Он смотрит на черный футляр с шахматным девайсом на столе, как на дохлую крысу, которую кто-то по недосмотру оставил между виски и сигарами.
Батя поднимает тяжелый взгляд от моей игрушки, и в нем читается приговор. Я смотрю ему в глаза — и внутри очень не кстати шевелится что-то теплое. Этот человек когда-то подобрал меня с улицы. Слишком много хорошего было, чтобы выжечь все до конца.
Он тут же считывает мои мысли, хмурится и угрожающе рычит:
— Раздавить к черту, — дураку понятно, что это не о шахматах.
Не знаю, что драконит его сильнее — мой срыв или то, что ему самому тоже не все равно. Батя на секунду отворачивается и разглядывает камин. Желваки на его скулах замирают. Видно, что ему тоже непросто.
После он многозначительно смотрит на моего тюремщика. Балаклава слева держится в двух шагах. Достаточно близко, чтобы я не забывал, чем здесь заканчиваются дерзость и слишком длинный язык.
— Поздно, — возражаю я, стараясь сохранять спокойный деловой тон и не менять выражения лица, и при этом по очереди пытаюсь сжать то один, то другой кулак и разогнать кровь хоть через силу. — И невыгодно никакой из сторон. Все слишком много вложились в то, чтобы мы договорились.

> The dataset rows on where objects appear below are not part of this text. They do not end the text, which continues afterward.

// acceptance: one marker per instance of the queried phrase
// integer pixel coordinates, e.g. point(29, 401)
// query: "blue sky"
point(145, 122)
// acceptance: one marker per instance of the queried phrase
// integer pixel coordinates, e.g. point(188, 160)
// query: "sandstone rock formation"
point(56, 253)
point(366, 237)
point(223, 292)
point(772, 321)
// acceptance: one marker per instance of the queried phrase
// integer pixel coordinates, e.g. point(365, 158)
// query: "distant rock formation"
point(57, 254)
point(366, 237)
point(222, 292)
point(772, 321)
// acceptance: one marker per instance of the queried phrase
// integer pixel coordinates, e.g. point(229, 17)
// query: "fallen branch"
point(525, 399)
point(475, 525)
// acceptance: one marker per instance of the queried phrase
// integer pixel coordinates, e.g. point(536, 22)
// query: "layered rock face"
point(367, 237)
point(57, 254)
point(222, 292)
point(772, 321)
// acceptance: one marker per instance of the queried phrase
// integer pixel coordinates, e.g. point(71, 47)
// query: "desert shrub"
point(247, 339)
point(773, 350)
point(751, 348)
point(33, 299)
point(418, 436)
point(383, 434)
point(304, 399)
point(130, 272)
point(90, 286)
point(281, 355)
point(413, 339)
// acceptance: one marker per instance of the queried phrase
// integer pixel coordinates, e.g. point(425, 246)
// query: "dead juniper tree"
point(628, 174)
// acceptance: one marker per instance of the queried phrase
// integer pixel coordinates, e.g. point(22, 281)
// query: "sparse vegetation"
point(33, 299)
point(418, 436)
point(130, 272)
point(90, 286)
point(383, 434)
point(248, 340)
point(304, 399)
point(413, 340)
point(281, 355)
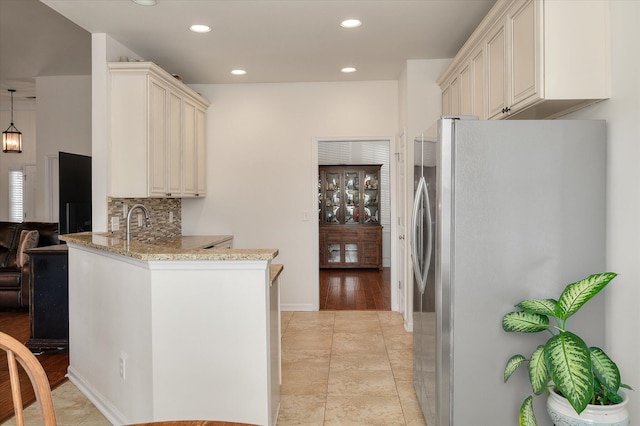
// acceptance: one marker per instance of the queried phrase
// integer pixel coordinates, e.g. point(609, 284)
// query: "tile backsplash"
point(161, 211)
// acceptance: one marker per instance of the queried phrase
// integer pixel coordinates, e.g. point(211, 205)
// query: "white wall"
point(24, 118)
point(63, 106)
point(261, 176)
point(103, 49)
point(622, 113)
point(420, 106)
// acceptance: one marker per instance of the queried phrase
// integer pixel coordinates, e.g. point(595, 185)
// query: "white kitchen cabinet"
point(465, 89)
point(544, 58)
point(451, 98)
point(464, 94)
point(193, 161)
point(157, 132)
point(478, 88)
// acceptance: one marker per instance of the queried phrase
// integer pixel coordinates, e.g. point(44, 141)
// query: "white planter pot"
point(563, 414)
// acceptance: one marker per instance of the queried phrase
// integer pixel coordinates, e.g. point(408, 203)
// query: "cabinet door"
point(201, 153)
point(371, 197)
point(523, 72)
point(496, 64)
point(173, 146)
point(331, 198)
point(189, 149)
point(478, 86)
point(446, 101)
point(352, 181)
point(455, 96)
point(157, 137)
point(466, 90)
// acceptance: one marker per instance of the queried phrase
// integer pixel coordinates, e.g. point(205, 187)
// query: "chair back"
point(19, 353)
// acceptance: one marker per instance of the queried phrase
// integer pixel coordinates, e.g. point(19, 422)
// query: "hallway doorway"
point(355, 289)
point(348, 290)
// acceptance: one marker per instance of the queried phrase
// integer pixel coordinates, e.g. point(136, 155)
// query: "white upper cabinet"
point(542, 59)
point(157, 134)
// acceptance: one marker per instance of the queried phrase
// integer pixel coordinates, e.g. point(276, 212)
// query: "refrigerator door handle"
point(416, 250)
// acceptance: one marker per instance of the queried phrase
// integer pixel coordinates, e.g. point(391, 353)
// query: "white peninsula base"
point(174, 339)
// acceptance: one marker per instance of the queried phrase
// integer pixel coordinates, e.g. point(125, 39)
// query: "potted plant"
point(565, 365)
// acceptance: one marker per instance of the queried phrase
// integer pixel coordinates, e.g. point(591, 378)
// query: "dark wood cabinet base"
point(49, 307)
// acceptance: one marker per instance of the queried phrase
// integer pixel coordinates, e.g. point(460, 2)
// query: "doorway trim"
point(391, 141)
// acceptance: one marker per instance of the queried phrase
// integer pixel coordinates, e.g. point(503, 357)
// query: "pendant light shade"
point(12, 137)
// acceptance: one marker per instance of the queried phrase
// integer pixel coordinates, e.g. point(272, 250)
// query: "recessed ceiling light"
point(146, 2)
point(350, 23)
point(197, 28)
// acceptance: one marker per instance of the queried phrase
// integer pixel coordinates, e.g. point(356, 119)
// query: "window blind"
point(16, 195)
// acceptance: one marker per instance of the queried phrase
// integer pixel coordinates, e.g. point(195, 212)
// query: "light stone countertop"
point(180, 248)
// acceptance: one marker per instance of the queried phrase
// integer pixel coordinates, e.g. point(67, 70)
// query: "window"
point(16, 195)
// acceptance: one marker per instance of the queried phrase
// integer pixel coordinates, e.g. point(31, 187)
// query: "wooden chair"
point(17, 352)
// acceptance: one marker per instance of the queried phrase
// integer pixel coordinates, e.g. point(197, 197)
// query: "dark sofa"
point(14, 280)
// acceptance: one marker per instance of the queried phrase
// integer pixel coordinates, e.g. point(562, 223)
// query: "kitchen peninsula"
point(174, 330)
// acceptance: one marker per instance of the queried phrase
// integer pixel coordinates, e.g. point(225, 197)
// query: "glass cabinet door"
point(331, 197)
point(352, 196)
point(371, 197)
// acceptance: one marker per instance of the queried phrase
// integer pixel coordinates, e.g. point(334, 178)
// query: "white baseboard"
point(105, 407)
point(294, 307)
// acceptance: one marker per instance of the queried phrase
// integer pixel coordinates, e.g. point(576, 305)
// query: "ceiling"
point(273, 40)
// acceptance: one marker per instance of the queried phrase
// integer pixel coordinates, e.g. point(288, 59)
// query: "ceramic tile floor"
point(338, 368)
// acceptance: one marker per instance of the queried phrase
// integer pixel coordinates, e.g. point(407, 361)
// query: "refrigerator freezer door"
point(521, 214)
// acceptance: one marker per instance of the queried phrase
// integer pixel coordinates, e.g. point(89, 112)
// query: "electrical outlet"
point(123, 365)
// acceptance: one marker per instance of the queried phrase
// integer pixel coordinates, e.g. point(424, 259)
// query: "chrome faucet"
point(146, 215)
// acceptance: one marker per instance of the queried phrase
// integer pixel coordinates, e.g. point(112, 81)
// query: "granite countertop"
point(179, 248)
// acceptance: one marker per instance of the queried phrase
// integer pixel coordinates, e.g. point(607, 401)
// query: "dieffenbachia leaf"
point(575, 295)
point(569, 364)
point(525, 322)
point(512, 365)
point(605, 370)
point(527, 418)
point(538, 306)
point(538, 375)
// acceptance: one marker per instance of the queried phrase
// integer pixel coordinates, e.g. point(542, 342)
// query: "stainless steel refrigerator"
point(504, 211)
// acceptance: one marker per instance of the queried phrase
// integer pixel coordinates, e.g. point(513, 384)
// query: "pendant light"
point(12, 137)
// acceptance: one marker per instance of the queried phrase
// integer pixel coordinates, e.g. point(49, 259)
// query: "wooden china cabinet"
point(349, 209)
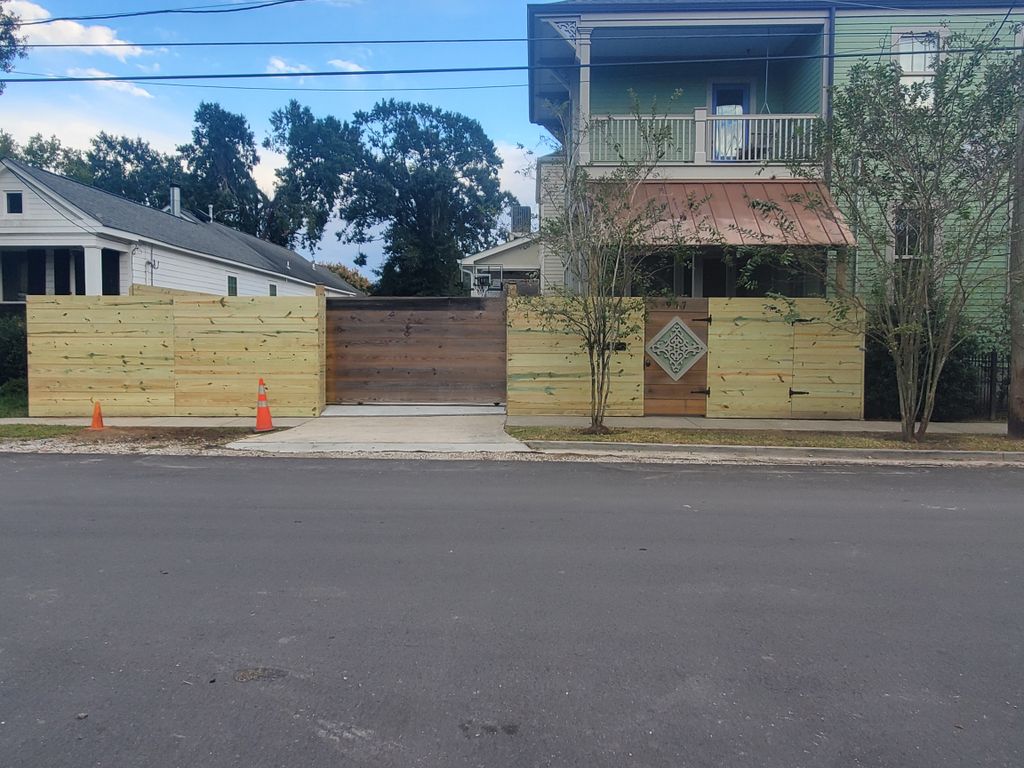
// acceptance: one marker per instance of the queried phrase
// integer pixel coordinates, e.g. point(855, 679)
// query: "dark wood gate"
point(416, 350)
point(671, 351)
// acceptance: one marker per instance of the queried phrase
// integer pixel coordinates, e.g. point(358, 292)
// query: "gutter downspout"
point(829, 84)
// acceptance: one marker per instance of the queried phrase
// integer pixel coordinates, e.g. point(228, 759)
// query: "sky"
point(163, 114)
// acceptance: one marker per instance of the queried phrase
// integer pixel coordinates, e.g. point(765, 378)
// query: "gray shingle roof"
point(187, 232)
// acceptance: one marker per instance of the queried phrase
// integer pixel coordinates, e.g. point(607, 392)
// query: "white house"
point(58, 237)
point(517, 261)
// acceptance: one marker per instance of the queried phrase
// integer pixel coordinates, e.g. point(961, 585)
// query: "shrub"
point(956, 398)
point(13, 349)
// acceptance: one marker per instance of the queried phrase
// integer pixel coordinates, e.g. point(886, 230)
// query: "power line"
point(188, 10)
point(443, 41)
point(467, 70)
point(321, 90)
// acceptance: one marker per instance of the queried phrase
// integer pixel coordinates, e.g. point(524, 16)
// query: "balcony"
point(709, 139)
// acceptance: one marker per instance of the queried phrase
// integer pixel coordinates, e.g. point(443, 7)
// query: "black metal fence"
point(991, 384)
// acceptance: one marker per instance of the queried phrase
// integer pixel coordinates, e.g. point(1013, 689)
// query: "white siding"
point(183, 272)
point(40, 216)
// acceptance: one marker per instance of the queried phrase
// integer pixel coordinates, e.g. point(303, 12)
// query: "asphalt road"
point(300, 613)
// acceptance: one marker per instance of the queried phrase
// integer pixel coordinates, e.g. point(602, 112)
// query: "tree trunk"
point(1015, 400)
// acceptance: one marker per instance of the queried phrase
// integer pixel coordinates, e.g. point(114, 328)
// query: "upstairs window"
point(15, 203)
point(909, 230)
point(918, 54)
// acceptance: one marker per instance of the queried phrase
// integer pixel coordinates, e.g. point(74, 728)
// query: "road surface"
point(204, 611)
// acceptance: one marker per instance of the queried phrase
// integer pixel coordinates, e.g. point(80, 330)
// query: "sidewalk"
point(159, 422)
point(784, 425)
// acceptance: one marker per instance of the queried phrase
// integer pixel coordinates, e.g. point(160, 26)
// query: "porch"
point(62, 270)
point(706, 139)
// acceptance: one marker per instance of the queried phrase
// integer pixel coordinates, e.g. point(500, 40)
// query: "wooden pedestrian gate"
point(416, 350)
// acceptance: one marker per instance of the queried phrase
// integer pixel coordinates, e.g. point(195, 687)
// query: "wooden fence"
point(783, 360)
point(549, 373)
point(174, 354)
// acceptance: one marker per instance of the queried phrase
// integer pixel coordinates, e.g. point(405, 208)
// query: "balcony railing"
point(705, 139)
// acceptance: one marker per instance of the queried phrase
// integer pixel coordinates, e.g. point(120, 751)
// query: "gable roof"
point(187, 232)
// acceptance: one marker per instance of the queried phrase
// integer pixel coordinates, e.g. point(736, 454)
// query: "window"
point(918, 53)
point(15, 203)
point(909, 231)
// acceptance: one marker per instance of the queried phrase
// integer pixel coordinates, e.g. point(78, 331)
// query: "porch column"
point(700, 136)
point(583, 53)
point(93, 271)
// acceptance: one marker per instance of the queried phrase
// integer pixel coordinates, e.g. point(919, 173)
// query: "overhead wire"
point(465, 70)
point(218, 8)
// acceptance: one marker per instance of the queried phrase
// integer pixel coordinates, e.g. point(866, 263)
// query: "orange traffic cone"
point(263, 421)
point(97, 418)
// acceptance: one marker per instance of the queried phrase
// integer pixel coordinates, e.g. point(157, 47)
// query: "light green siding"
point(794, 85)
point(872, 36)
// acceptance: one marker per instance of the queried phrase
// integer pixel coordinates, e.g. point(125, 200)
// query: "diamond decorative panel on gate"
point(676, 349)
point(676, 359)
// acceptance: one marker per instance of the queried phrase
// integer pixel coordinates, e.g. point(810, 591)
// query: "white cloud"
point(71, 33)
point(278, 66)
point(345, 66)
point(129, 88)
point(517, 173)
point(264, 171)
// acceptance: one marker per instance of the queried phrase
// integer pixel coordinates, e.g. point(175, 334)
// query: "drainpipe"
point(829, 83)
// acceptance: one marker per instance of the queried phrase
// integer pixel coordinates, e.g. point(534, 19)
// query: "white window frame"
point(938, 33)
point(6, 202)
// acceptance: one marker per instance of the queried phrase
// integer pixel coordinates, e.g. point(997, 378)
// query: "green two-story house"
point(742, 85)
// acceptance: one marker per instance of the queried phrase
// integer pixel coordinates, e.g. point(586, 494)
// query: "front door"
point(676, 361)
point(729, 136)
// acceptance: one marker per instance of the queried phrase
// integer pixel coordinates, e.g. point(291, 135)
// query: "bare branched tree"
point(922, 169)
point(605, 216)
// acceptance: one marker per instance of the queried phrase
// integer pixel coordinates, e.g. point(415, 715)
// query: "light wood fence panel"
point(549, 374)
point(119, 350)
point(769, 359)
point(174, 356)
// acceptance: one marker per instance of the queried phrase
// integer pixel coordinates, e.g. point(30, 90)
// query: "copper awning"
point(801, 213)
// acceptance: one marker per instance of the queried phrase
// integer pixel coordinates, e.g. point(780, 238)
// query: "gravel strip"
point(69, 445)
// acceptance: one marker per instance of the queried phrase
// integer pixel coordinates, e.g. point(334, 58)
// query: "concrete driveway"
point(378, 429)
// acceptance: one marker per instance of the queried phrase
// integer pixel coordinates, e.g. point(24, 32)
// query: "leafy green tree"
point(11, 46)
point(429, 179)
point(51, 155)
point(922, 171)
point(321, 153)
point(219, 165)
point(8, 145)
point(350, 275)
point(131, 168)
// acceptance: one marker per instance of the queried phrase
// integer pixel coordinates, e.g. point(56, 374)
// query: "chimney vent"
point(522, 220)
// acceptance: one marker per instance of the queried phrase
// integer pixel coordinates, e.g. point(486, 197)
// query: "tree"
point(321, 153)
point(429, 178)
point(923, 172)
point(602, 223)
point(131, 168)
point(11, 46)
point(219, 163)
point(353, 278)
point(51, 155)
point(1015, 398)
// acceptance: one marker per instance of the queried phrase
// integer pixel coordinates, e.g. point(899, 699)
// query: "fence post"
point(993, 384)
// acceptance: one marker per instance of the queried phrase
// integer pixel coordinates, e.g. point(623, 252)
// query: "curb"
point(811, 455)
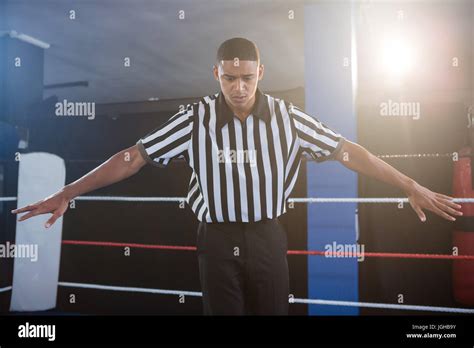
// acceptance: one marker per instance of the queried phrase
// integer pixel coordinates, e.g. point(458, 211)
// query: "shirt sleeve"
point(168, 141)
point(315, 138)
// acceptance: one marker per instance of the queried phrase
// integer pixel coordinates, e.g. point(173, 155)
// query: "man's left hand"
point(422, 198)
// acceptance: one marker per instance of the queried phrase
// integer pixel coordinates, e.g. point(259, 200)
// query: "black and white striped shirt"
point(242, 171)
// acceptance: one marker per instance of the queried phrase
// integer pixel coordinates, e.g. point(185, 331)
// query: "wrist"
point(409, 186)
point(67, 192)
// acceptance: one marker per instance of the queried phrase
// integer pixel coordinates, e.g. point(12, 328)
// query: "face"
point(238, 81)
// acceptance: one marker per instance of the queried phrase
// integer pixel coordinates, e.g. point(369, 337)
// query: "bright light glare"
point(398, 58)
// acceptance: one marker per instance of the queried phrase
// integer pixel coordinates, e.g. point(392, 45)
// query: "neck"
point(243, 113)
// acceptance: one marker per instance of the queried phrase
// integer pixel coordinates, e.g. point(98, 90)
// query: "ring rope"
point(290, 200)
point(290, 300)
point(290, 252)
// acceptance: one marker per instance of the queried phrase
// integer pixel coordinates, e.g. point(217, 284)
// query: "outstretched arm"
point(357, 158)
point(118, 167)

— Блефуешь, — отрезает Николай. — Слишком дешево.
— Мое начальство, — я игнорирую выпад и держу визуальный контакт с британцем, — уполномочило меня говорить от его имени. И этот разговор уже слышат там, где должны, — делаю особый акцент на концовке, рассчитываю, что англичанин достаточно опытен, чтобы понять верно.
В комнату будто вползает лесной холод.
Твидовый за спиной лорда едва заметно поднимает подбородок. Сам лорд не двигается вообще, но я вижу, как у него напрягается челюсть.
Николай смеется коротко, зло.
— Забавно. С чего ты взял, что можешь диктовать условия?
— Развяжи руки, — говорю я, не сразу справившись с голосом. — И воды. Потом продолжим.
— Может, еще врача? — режет Николай.
Милорд выдерживает паузу, потом коротко кивает. Балаклава подходит, режет стяжку на моих запястьях. Кожа на руках горит так, будто под нее загнали раскаленные иглы. Не морщусь только усилием воли.
“Твид” беззвучно выходит и возвращается с водой и кофе. Следом заносят стул.